Senate Testimony – Insurers Confuse Consumers and Dump Those Who are Sick, a Wall Street Run System
Posted Jun 24 2009 10:43pm
I am guessing this is probably a day that Mr. Potter didn’t particularly enjoy since he made a living through health insurance for years, but now that he is no longer an employee, he’s one like the rest of us, but has some good insight that perhaps we never get to see or hear. We had these words from the president of Blue Cross this week, but again from the same angle, no change in business plans and no compassion for health care as it should be, still healthcare by the numbers. I see more health insurance money going toward venture capital efforts these days too.
In one area he somewhat confirms what I have been saying for years, those who invest and use technology take all the money and benefits away from those who don’t, Wall Street and Health Insurance invested heavily over the years with business intelligence software for decision making processes.
I mention this as a reflection of the lack of sincerity and reality of the organizations we are dealing with. How could a company think that by hanging a 10 million dollar carrot out there progress would be made, not to mention I think it somewhat insults the intelligence of others who want a serious and solid solution, with transparency and honesty.
I like and use technology to the hilt, but when it comes to a choice of having one of these in an office to fill in your medical information or getting people the healthcare they need with paying claims, someone else can foot the bill for the tablets and not require a health insurance venture capital organization investment, there are many more VCs out there. If claims are paid and people are taken care of, then no problem if there are profits left over, but not the other way around.
Below are a few excerpts from the testimony today. BD
A guy who spent his career working for health-insurance companies went up to Capitol Hill today and unloaded on his former industry.
Here’s how he kicked off his testimony ( online here ) to the Senate Committee on Commerce, Science and Transportation:
My name is Wendell Potter and for 20 years, I worked as a senior executive at health insurance companies, and I saw how they confuse their customers and dump the sick –- all so they can satisfy their Wall Street investors.
But what we have today, Mr. Chairman, is a Wall Street-run system that has proven itself an untrustworthy partner to its customers, to the doctors and hospitals who deliver care, and to the state and federal governments that attempt to regulate it.
Those goals included covering all Americans; eliminating underwriting practices like pre-existing condition exclusions and cherry-picking; the use of community rating; and the creation of a standard benefit plan. Had the industry followed through on its commitment to those goals, I wouldn’t be here today.
Because dumping a small number of enrollees can have a big effect on the bottom line. Ten percent of the population accounts for two-thirds of all health care spending.1 The Energy and Commerce Committee’s investigation into three insurers found that they canceled the coverage of roughly 20,000 people in a five-year period, allowing the companies to avoid paying $300 million in claims.

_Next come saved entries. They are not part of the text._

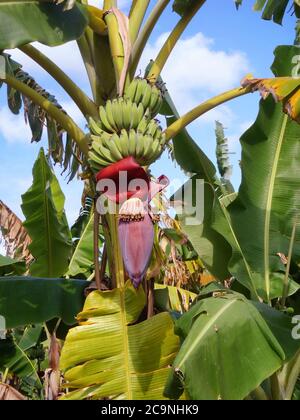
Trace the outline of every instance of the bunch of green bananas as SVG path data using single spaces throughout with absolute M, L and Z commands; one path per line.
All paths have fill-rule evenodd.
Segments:
M 118 98 L 99 109 L 99 122 L 90 119 L 89 163 L 95 172 L 132 156 L 141 166 L 155 162 L 165 147 L 159 122 L 140 103 Z
M 151 85 L 147 79 L 136 77 L 125 91 L 125 97 L 137 105 L 142 104 L 155 117 L 162 106 L 163 93 L 158 85 Z

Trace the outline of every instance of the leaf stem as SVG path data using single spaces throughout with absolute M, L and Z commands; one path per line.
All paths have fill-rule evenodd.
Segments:
M 214 98 L 209 99 L 206 102 L 196 106 L 194 109 L 180 117 L 173 124 L 171 124 L 165 131 L 166 140 L 174 138 L 181 130 L 183 130 L 187 125 L 195 121 L 197 118 L 206 112 L 216 108 L 217 106 L 228 102 L 232 99 L 238 98 L 240 96 L 250 93 L 249 87 L 246 88 L 236 88 L 222 93 L 221 95 L 215 96 Z
M 124 66 L 124 48 L 123 42 L 119 33 L 119 25 L 114 13 L 108 12 L 105 15 L 105 22 L 108 28 L 108 38 L 111 50 L 111 56 L 115 69 L 115 77 L 117 86 L 119 86 L 119 80 L 122 74 Z M 119 89 L 118 89 L 119 90 Z
M 77 45 L 89 78 L 94 101 L 97 102 L 97 75 L 95 71 L 93 51 L 91 50 L 90 42 L 88 41 L 90 35 L 88 34 L 87 29 L 84 35 L 77 40 Z
M 100 266 L 99 266 L 99 223 L 100 216 L 96 209 L 94 211 L 94 265 L 95 265 L 95 281 L 97 289 L 101 289 Z
M 89 146 L 86 135 L 69 115 L 58 109 L 52 102 L 45 99 L 34 89 L 26 85 L 26 83 L 20 82 L 10 75 L 6 75 L 3 81 L 45 110 L 50 117 L 57 121 L 60 126 L 72 137 L 72 139 L 78 144 L 80 150 L 83 153 L 88 154 Z
M 143 26 L 141 32 L 139 33 L 132 50 L 132 60 L 131 60 L 131 67 L 130 67 L 130 74 L 133 77 L 138 63 L 140 61 L 141 55 L 144 51 L 144 48 L 147 44 L 147 41 L 158 22 L 158 19 L 160 18 L 161 14 L 167 7 L 167 5 L 170 3 L 170 0 L 159 0 L 154 8 L 152 9 L 148 19 L 145 22 L 145 25 Z
M 140 32 L 149 3 L 150 0 L 134 0 L 132 2 L 129 14 L 129 35 L 132 43 L 134 43 Z
M 168 36 L 168 39 L 162 46 L 158 56 L 154 60 L 151 70 L 149 71 L 148 79 L 151 83 L 154 84 L 157 81 L 158 76 L 162 72 L 169 56 L 171 55 L 171 52 L 177 44 L 177 41 L 205 1 L 206 0 L 199 0 L 199 2 L 196 2 L 194 6 L 191 7 L 191 9 L 179 20 L 173 31 Z
M 53 61 L 30 44 L 19 48 L 46 70 L 74 100 L 82 114 L 87 117 L 98 118 L 96 104 L 70 79 Z
M 118 215 L 107 214 L 106 220 L 109 227 L 111 240 L 111 261 L 110 265 L 113 267 L 114 283 L 117 288 L 123 288 L 125 285 L 124 279 L 124 265 L 119 243 L 118 235 Z M 109 256 L 108 256 L 109 257 Z M 112 260 L 113 259 L 113 260 Z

They also dump small businesses whose employees’ medical claims exceed what insurance underwriters expected. All it takes is one illness or accident among employees at a small business to prompt an insurance company to hike the next year’s premiums so high that the employer has to cut benefits, shop for another carrier, or stop offering coverage altogether.
An account purge so eye-popping that it caught the attention of reporters occurred in October 2006 when CIGNA notified the Entertainment Industry Group Insurance Trust that many of the Trust’s members in California and New Jersey would have to pay more than some of them earned in a year if they wanted to continue their coverage. The rate increase CIGNA planned to implement, according to USA Today, would have meant that some family-plan premiums would exceed $44,000 a year. CIGNA gave the enrollees less than three months to pay the new premiums or go elsewhere.
There are many ways insurers keep their customers in the dark and purposely mislead them – especially now that insurers have started to aggressively market health plans that charge relatively low premiums for a new brand of policies that often offer only the illusion of comprehensive coverage.
The lack of candor and transparency is not limited to sales and marketing. Notices that insurers are required to send to policyholders—those explanation-of-benefit documents that are supposed to explain how the insurance company calculated its payments to providers and how much is left for the policyholder to pay—are notoriously incomprehensible. Insurers know that policyholders are so baffled by those notices they usually just ignore them or throw them away. And that’s exactly the point. If they were more understandable, more consumers might realize that they are being ripped off.